Thinking about a holiday destination

stats of the week:  run 18km, gym 7h

According to the doc I should have started running next week. So it seems I'm ahead of schedule.
Obviously my target can only be to somehow finish the London Marathon at 24 April. On the way to London I have entered the Half Marathon Berlin what will be a test for the knee to stand a longer strain.

With a week now being back home I am still reviewing the big South African impressions. We faced a country with more problems than one can imagine. SA has the world's highest AIDS rate, it has the world's highest crime rate. It has one of the world's highest road death tolls. It has serious energy problems that cause electricity scalings. This year it experiences the worst drought in more than hundred years only to be impaired by the weakest Rand ever. While some people donate bottles of water for the dry North others enjoy playing Golf on the perfectly watered greens. South Africa may be among the most developed countries of their continent. But it needs help to survive in peace.

Runners at the Red Hill Marathon that took place today pass the township of Masiphumelele on their route. Also if you run the world famous Two Oceans Marathon you get very close to that place before you tackle the famous Chapman's Peak Road.

In Masiphumelele there live around 40,000 people in tiny simple buildings and poor shacks very very close together, surrounded by the luxurious private estates of Noordhoek and Kommetjie. If you ever think about running in South Africa why not think about helping these people.

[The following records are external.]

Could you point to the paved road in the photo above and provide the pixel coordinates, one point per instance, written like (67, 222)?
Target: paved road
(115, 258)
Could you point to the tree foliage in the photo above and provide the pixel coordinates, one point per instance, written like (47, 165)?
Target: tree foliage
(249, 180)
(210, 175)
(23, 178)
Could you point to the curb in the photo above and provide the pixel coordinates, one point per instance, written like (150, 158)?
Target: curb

Visit the website

Home for kids in South Africa:

and look what you can do.

Tuesday, 19 January 2016

Escaped the danger at the Cape

stats of the week: run 10km, cycled 52km

Our last week in SA was more of walking than running, the knee was not excited. However, we are safely back home. Astonishingly the most dangerous situation was the face to face encounter with an almost 2-meter-long snake in Cape Point National Park. It turned out to be a Cape Cobra, one of the moist poisonous snakes of Africa. The dose rate of one of its bites is enough to kill 6 humans. The snake was less than 2 meters in front of me on the footpath. Anyway, C insists the traffic was more dangerous. Nevertheless we already booked for next year.

Tuesday, 12 January 2016

Bay to Bay - way too beautiful

stats of the week: run 16km, cycled 148km

I am still reduced to be a spectator what hurts especially watching such a grand race as the Bay to Bay is. This race goes from Camps Bay to Hout Bay and back which makes a 30K. The shorter option is 15K from Hout Bay to Camps Bay.

I was happy to be able to accompany C on her last 4 km to the finish. We have already decided to come again next year and do this run a third time. It's such a gorgeous route along the Cape Peninsula sea side.

Monday, 4 January 2016

Daily SA Agony

stats of the week: run 10km, cycled 168km

Another week survived on the roads of South Africa. Drivers are not aggressive like in Germany, SA drivers are just careless. They seem to be dreaming while driving. And I got the impression that they disobey cyclists. Even when there is enough space and no oncoming traffic they pass the cyclist with a distance of a hand. It's sometimes really scaring especially when it is very windy.

South Africa has about a tenth of German traffic but has a rate of more than 12,000 road deaths per year what is four times the German rate. We never cycle here without agony and already had to witness a deadly accident.

As you see I already started sort of jogging this week. It's a lap of 2.5km which I more or less hobble around every other day. I still have doubts that I'll ever be able to run properly again.

Kommetjie Strand
Spectator still at New Year's Eve 8K run at Green Point, Cape Town

The lady winner at New Year's Eve race. Last year German Sabrina Mockenhaupt was first home before all men!

Bush fires are a common sight in the Western Cape. Cycling below ash clouds at Franschhoek Pass.